Simple script to deploy a Spark (with workers) server on a Slurm cluster
- A Slurm server with a shared folder to all computing nodes.
- A latest Spark biniary unzipped in that shared folder (
$SPARK_HOME
).
Using the following command to setup the necessary environment $JAVA_HOME
, $SPARK_HOME
and SPARK_CONF
source setup-spark-env.sh
Do not leave the current shell and run
srun --export=ALL --nodes 3 --cpus-per-task 56 --mem=240G --time=24:00:00 --pty /usr/bin/bash
The above command will allocate three nodes with an interactive session on the first node.

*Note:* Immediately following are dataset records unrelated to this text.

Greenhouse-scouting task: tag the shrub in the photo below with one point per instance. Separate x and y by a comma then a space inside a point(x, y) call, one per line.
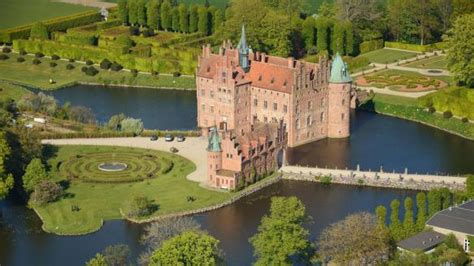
point(116, 66)
point(46, 192)
point(105, 64)
point(447, 114)
point(92, 71)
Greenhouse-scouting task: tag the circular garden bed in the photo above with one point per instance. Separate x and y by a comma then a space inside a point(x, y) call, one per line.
point(120, 167)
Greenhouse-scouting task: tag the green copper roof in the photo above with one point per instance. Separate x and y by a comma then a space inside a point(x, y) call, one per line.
point(214, 141)
point(339, 71)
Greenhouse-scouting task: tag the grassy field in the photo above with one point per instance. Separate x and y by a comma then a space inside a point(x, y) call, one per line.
point(435, 62)
point(387, 56)
point(99, 201)
point(19, 12)
point(38, 75)
point(408, 109)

Make sure you have the essential environment variables JAVA_HOME
, SPARK_HOME
and SPARK_CONF_DIR
set. If not, please edit start_spark_standalone_on_slurm.sh
and set in there.
bash start_spark_standalone_on_slurm.sh
This script firstly writes the spark-defaults.conf
file with the first allocated Slurm node as the master and writes a workers
file with other nodes as workers. And then start the master and workers.
$SPARK_HOME/bin/spark-submit <application.py>
$SPARK_HOME/bin/pyspark
-
If you terminated your Slurm Job with
scancel
, the Spark server will be terminated unconditionally. -
If you want to terminate your Spark server within a Slurm job session, you could run
$SPARK_HOME/sbin/stop-all.sh